For Linux docker containers, exec ./externals/node/bin/node ./bin/AgentService.js interactive becomes PID 1, but it does not reap zombie processes. Docker containers that run multiple pipeline jobs end up with a huge amount of zombie processes which makes it harder to troubleshoot.
The quick fix is to use docker run --init which causes PID 1 to be /sbin/docker-init, which will reap zombie processes. It will also forward signals, so AgentService.js should still get the TERM and INT signals that it needs to restart and self-update.
I think the documentation should be updated to tell the user either:
docker run --initAlternatively, AgentService.js could be updated to reap zombie processes.
https://ahmet.im/blog/minimal-init-process-for-containers/
⚠Do not edit this section. It is required for docs.microsoft.com ➟ GitHub issue linking.
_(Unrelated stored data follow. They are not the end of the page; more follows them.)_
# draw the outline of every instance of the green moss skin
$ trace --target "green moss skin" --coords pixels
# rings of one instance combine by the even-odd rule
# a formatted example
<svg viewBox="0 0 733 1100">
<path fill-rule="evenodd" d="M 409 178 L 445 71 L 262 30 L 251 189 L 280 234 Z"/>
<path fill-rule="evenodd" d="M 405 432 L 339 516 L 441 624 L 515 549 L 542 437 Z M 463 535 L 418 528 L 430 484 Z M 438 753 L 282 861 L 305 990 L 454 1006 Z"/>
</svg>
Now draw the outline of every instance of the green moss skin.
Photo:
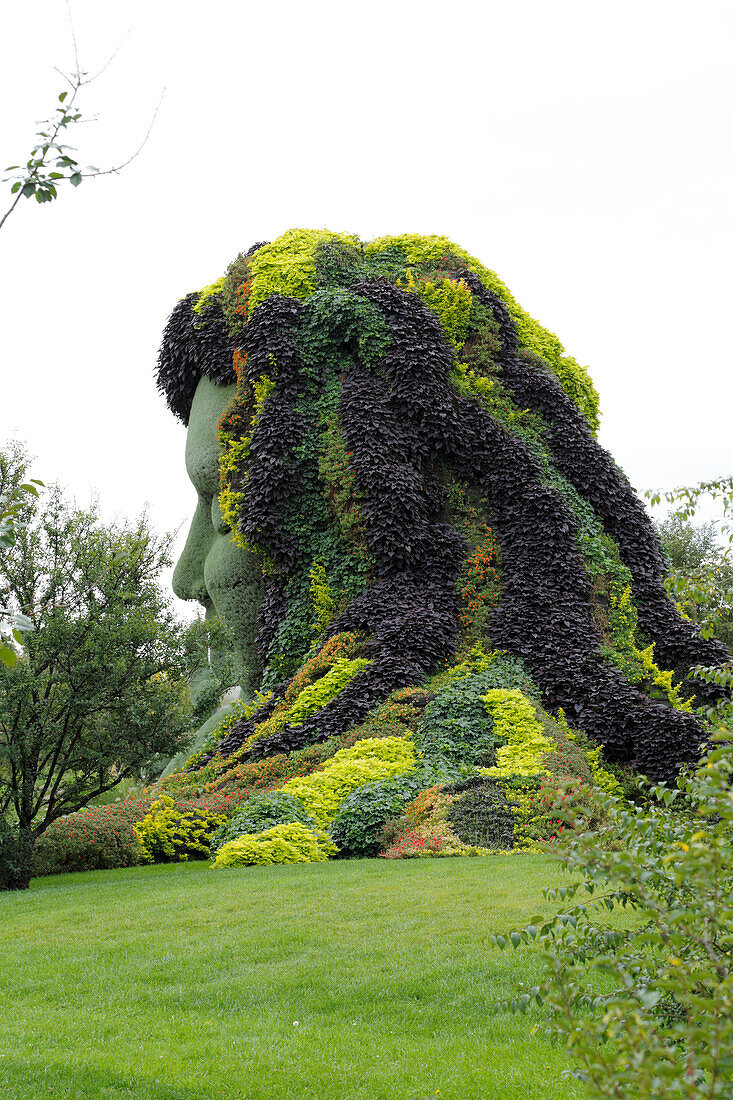
<svg viewBox="0 0 733 1100">
<path fill-rule="evenodd" d="M 234 631 L 244 666 L 242 692 L 250 698 L 262 677 L 255 635 L 262 600 L 262 570 L 255 555 L 231 538 L 219 510 L 219 446 L 216 429 L 234 386 L 202 378 L 196 389 L 186 437 L 186 470 L 197 504 L 183 553 L 173 573 L 182 600 L 213 608 Z"/>
</svg>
@egrubbs Thank you for the feedback, I am passing this along to the team.
We don't really expect containers to run for longer than the length of a single job. Can you share more about your use case?
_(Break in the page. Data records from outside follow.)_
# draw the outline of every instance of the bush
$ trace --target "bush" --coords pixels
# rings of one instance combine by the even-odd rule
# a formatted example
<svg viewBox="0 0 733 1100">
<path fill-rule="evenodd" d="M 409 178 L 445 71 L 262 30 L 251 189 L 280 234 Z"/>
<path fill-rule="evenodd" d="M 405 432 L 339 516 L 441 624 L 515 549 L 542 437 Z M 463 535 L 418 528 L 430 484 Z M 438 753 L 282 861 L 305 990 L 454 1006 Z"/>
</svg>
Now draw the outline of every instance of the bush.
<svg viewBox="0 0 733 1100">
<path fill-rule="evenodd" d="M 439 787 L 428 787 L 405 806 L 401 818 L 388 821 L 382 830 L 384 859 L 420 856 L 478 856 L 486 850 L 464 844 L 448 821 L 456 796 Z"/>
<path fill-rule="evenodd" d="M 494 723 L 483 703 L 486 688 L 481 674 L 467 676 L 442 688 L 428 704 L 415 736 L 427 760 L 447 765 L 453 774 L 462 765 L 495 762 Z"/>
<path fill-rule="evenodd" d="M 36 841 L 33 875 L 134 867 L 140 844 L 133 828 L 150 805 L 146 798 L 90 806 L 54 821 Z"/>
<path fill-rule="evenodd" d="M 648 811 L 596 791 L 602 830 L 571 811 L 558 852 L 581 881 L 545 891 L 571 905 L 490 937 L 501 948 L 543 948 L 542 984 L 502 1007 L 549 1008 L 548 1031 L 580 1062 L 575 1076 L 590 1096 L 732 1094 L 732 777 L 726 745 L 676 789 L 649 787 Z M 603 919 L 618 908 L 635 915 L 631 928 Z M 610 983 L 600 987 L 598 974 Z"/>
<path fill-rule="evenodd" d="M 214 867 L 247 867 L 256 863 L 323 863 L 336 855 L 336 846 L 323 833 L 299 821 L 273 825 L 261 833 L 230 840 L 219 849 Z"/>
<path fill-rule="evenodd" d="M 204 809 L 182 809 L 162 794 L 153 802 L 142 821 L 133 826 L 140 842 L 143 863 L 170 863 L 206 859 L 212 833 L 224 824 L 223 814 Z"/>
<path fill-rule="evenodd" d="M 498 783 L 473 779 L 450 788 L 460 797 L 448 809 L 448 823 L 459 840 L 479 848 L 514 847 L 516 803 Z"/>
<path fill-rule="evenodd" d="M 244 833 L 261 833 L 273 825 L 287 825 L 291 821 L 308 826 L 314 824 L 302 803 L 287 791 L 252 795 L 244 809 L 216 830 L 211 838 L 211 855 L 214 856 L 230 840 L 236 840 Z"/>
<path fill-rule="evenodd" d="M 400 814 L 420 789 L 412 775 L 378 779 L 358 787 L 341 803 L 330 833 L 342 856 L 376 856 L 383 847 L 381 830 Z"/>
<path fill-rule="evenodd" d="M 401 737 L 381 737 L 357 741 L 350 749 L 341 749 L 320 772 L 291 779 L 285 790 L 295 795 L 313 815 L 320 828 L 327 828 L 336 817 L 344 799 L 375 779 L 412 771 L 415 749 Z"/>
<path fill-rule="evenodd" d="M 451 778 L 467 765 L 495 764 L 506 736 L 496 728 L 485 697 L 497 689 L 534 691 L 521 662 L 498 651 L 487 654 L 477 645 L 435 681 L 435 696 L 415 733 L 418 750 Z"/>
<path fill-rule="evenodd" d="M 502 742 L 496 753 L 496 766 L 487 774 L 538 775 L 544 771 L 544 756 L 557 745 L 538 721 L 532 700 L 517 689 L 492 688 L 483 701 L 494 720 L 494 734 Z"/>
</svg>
Microsoft-hosted agents exist in containers that only run for a single job, but the documentation for setting up a docker self-hosted agent uses the default behavior of AgentService.js, which continually requests new jobs.
The documentation for self-hosted Linux (not specific to docker) mentions the ability to use ./run.sh once to only process a single job, but the documentation does not recommend this as the normal way to run an agent. It even has directions on using systemd to run the agent as a service.
https://docs.microsoft.com/en-us/azure/devops/pipelines/agents/v2-linux?view=azure-devops#run-once
Only processing a single job per container is not mentioned at all in the documentation for setting up a self-hosted Linux agents inside of docker.
https://docs.microsoft.com/en-us/azure/devops/pipelines/agents/docker?view=azure-devops#linux
Good point, I should update our recommendations there. For a normal, VM-based self-hosted agent, it's not common to want --once. For container-based agents running in some kind of outside orchestrator (Kubernetes, ACI, etc.), we do recommend --once so that the agent goes away and the orchestrator can reap the container.
A doc-based fix has been merged and should publish today. I'm closing this issue since I'm likely to forget to circle back to it.